S5 Fig. Growth retardation of siz1 is partially rescued at 28°C by loss of HY5 function, while COP1 is needed for growth at both 22°C and 28°C.

(A) Picture of the rosettes of siz1 hy5-215, siz1 cop1-4 and the single mutants. Plants were grown for 5 weeks at 22°C or 28°C (SD). The double mutants adopted a similar morphology as siz1-2 at 22°C. while the growth retardation of siz1 hy5-215 partially recovered at 28°C albeit slightly less than siz1 alone. The rosette of siz1 cop1-4 remained as compact as cop1-4 alone without petiole elongation at 28°C, indicative of a compromised thermomorphogenesis response.

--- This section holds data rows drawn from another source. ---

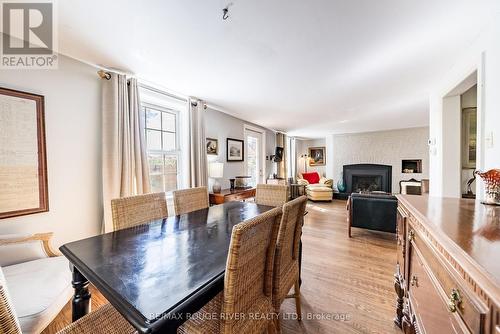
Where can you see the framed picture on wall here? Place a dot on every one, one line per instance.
(23, 167)
(235, 149)
(212, 146)
(317, 156)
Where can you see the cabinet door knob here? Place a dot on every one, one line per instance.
(455, 301)
(414, 281)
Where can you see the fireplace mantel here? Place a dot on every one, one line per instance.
(381, 175)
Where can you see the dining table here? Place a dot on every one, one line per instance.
(156, 275)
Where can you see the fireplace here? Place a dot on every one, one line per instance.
(367, 177)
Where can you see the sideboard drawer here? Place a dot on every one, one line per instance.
(470, 309)
(428, 301)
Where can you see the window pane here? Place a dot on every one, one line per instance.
(153, 139)
(170, 182)
(169, 141)
(153, 119)
(168, 122)
(156, 183)
(155, 163)
(170, 164)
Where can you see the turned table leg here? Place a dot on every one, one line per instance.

(B) Box-plot (middle bar = median, box limit = upper and lower quartile, extremes = Min and Max values) showing the rosette weight of the genotypes depicted in (A). Weight was taken from 5-week-old plants. Significant differences were detected using a two-way ANOVA with Tukey’s multiple comparisons test; the letters indicate significantly different groups (n = 8–10). The experiment was repeated twice times with similar result.

https://doi.org/10.1371/journal.pgen.1007157.s008

(JPG)

S6 Fig. The expression profile of the genomic targets of PIF4, BZR1, and ARF6 is altered in siz1 pad4 in response to high temperature.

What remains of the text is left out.